This season, even as airlines hike fares and go stingy on discounts, customers are gaining from the various offers given by travel portals.

For instance, Cleartrip had recently offered 50 per cent discount on all Go Air tickets for flights between midnight and noon. This offer had resulted in considerable increase of Go Air's recently-started night flight tickets. 

Others like Yatra are giving away several cashback offers through tie-ups with banks through which a customer gets substantial discount on fares.

According to experts, India is the only country where travel portals are allowed to give discounts even more than what airlines are themselves willing to offer. The advantage for airlines is that the bulk of most of these discounts is funded by the travel portals themselves or by the banks they tie-up with for the offers.

"We had tied-up with HDFC Bank [Get Quote] for 50 per cent discount for all airline tickets across the country bought through an HDFC credit card. The discounts were funded by us, the bank and a part of it by the airlines," said Cleartrip vice-president (marketing) Noel Swain.

Though the airline funds only part of the discounts it gets the full revenue for the ticket.
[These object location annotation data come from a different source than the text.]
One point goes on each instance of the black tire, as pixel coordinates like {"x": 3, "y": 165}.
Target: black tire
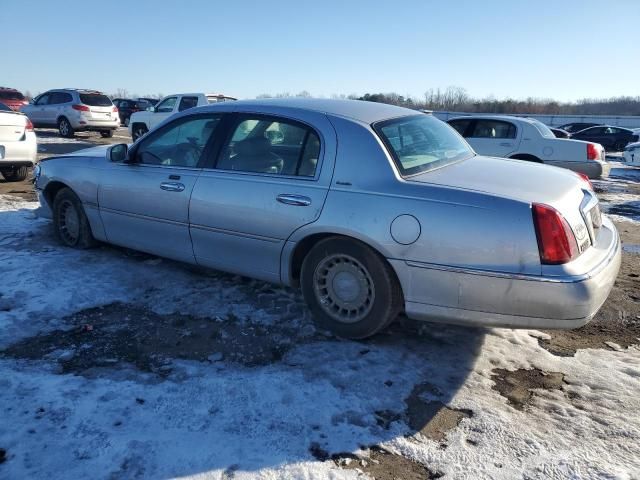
{"x": 138, "y": 130}
{"x": 369, "y": 314}
{"x": 16, "y": 174}
{"x": 65, "y": 129}
{"x": 71, "y": 232}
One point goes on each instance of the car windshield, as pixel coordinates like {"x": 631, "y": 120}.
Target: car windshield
{"x": 422, "y": 142}
{"x": 95, "y": 99}
{"x": 543, "y": 129}
{"x": 11, "y": 95}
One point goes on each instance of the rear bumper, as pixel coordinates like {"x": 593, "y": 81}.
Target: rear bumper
{"x": 465, "y": 296}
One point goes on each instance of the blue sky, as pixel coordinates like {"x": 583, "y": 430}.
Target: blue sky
{"x": 566, "y": 50}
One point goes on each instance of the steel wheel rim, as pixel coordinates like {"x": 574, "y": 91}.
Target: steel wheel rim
{"x": 69, "y": 222}
{"x": 344, "y": 288}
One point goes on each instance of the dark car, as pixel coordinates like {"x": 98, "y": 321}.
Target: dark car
{"x": 611, "y": 138}
{"x": 559, "y": 133}
{"x": 127, "y": 106}
{"x": 12, "y": 98}
{"x": 152, "y": 101}
{"x": 576, "y": 127}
For instance, even if a portal sells a Rs 5,000-ticket at Rs 4,500, the airline still gets Rs 5,000 as revenues for the ticket.

These offers are more valuable for the low-cost carriers because a major bulk of their ticket sales comes from travel portals also known as online travel agents (OTA).

For budget carriers like SpiceJet and Go Air, 25 per cent of their total sales is done by the OTAs. This chunk is more than a 100 per cent increase from last year wherein the portals accounted for only 10-12 per cent sales for both airlines.

According to industry figures, these offers increase tickets sales by more than 5 per cent for a full-service carrier and in excess of 10 per cent for a low-cost carrier.

Also, certain airlines tie up with travel portals to promote certain sectors which have not been doing well.

"After seeing lower-than-average load factors in our short-haul routes like Chennai-Bangalore and Coimbatore-Delhi we have asked one of these agencies to promote these sectors through major discounts. This way, the sales go up on the back of these discounts, even though we get total revenues from our tickets," said an executive of a low-cost airline.

According to industry sources, Simplifly Deccan also went for such promotions for sectors like Hyderabad-Bangalore and Hyderabad-Kochi where they were getting below-average load factors. "Some of these OTAs are at a very nascent stage and these offers help them increase their market share," said an airline executive.

Also, certain portals instead of giving away straight discounts are offering customer services that an airline does not offer. For example, even as there is a hue and cry about airlines not giving a compensation for cancelled flights, customer buying tickets from yatra are offered compensations of up to Rs 10,000 per cancelled flight.

However, there are some who think that this is a short-term strategy. "The only beneficiary from these offers are the consumers and not the airlines or travel portals," said Keyur Joshi, chief operating officer of Makemytrip, the oldest running travel portal in the country.

"First, these discounts are for too short a period to influence break-even yields on some route. Second, most of these OTAs have started giving discounts for all airlines. Third, no OTA will be able to fund these discounts for long as there are very low margins on these discounts," he adds.